So here is what happened (still not 100% sure, but we have a fix)
Cause: 1.0.46 version kaggle kernel
File: lr_find.py
Function: on_train_end()
self.learn.load(‘tmp’) will trigger the purge function which somehow will cause the purge open the tmp file on path(’…/input/tmp.pkl’), instead of model_dir path
Resolve:
set self.learn.load(‘tmp’, purge=False) will resolve the issue.
Which fastai 1.0.48 has the fix…
My advise is if you want to use kaggle kernel (P100 GPU)
On the first cell, run
!conda install -c fastai fastai --yes
after done, import fastai fastai.__version__
check it is 1.0.48
Now you can go back to set the learn = cnn_learner(..., model_dir = '/kaggle/model')
@shlyakh: You can find out which version of fastai you are using by putting in this code: import fastai; fastai.__version__
@heye0507: It’s weird that you get an error with my code, because I used (and am still using) version 1.0.46 as well. In your error message it seems like your code still points at the input? It might also have something to do with the learner. I create it like that: learn = create_cnn(data, models.resnet34, model_dir = '/tmp/models', metrics=error_rate)
But anyway: now we have two options and with an update on 1.0.48 this problem seems to be gone, just like you wrote
is there a way to download a model after some epochs in kaggle without commiting, like if I train a gan model, the commit will go on forever as I stop the cell running manually in colab I usually go to the folder structure and download the model file or save in in google drive.

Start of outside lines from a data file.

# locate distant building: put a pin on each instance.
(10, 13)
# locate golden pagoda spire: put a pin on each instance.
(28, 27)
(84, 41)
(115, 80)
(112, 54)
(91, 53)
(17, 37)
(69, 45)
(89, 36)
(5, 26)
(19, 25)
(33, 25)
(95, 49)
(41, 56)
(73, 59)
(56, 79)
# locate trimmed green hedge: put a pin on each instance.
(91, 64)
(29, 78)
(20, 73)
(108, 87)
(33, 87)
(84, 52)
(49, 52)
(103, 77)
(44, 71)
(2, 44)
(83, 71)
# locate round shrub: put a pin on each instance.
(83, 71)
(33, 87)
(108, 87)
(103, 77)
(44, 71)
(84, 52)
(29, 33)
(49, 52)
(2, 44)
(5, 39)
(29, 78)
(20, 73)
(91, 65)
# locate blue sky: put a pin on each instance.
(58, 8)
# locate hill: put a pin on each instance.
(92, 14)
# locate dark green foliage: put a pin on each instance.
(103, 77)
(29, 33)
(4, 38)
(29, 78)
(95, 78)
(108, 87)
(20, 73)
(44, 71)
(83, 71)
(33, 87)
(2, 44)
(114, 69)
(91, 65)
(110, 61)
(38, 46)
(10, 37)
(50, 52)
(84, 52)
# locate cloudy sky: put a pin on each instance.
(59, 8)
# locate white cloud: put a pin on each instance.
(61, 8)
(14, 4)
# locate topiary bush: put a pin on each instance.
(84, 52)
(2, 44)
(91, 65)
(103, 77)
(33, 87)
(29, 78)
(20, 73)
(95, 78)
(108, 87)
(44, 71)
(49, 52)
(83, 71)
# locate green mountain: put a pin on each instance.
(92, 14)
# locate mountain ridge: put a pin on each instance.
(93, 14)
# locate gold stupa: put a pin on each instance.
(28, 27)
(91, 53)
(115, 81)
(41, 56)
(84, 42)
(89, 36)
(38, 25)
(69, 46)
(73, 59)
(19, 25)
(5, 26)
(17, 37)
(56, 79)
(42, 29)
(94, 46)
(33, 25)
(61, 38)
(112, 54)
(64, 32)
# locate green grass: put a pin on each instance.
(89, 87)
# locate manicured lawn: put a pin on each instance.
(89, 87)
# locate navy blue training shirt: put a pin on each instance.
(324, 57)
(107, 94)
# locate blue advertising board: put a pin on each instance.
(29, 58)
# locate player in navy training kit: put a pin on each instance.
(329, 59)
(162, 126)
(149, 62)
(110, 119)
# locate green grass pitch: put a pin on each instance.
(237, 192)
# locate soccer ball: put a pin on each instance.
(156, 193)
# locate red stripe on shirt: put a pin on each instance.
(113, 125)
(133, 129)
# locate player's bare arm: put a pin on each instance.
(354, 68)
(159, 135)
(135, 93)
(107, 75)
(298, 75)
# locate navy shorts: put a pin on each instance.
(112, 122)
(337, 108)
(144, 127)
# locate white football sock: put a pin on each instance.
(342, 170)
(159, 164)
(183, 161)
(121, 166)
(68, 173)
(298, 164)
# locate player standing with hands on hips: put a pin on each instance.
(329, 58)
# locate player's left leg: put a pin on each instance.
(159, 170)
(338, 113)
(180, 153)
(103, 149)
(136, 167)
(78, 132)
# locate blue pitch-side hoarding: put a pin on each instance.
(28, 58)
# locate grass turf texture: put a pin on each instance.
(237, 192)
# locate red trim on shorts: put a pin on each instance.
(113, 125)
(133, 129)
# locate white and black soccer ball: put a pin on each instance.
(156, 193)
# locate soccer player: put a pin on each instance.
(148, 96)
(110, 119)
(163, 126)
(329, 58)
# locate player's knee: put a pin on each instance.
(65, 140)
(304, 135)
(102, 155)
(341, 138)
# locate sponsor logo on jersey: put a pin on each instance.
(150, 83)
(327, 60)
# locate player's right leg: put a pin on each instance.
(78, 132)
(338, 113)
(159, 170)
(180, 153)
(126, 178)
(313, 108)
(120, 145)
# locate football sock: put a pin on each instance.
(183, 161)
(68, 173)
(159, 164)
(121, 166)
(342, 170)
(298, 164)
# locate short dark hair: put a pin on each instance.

yes I know about the csv method but it only works for files around 2mb and csv files https://www.kaggle.com/rtatman/download-a-csv-file-from-a-kernel
it is a pkl file, being able to download any file would be great though as even after commiting I cancel the commit and I get a error that folder structure is too large, more than 6 and no outputs files. Im looking to a workaround now.
the solution seems to be around zipping the file and then deleted the folder contents to not get the too many outputs error
!zip -r output.zip /kaggle/working/
!rm -rf /kaggle/working/*
So I was able to get the commit to pass but there is not output zip file, is there a specific directory I need to move the output.zip file to get it to show up as output?
You probably haven’t saved the model in the correct directory… Otherwise, the model should be downloadable from the output section of the kaggle kernel
Hey all, I’m getting Bus Errors when trying to look at a batch from my DataBunch. I’ve successfully downloaded the images into the kernel (I don’t know if this is the correct way to say that) and have created the data bunch but the following line is throwing errors:
Hi. When I was doing the second lesson I wanted to try to run the bear recognition model on my machine. As they say in the video it’s better to learn the neural network with GPU but after model is ready I can use a CPU for image recognition. I saved a model to a file in a Kaggle kernel but I can’t find a way of downloading it. Is there a good way to get files from kernel or it’d be easier to do it in different environment?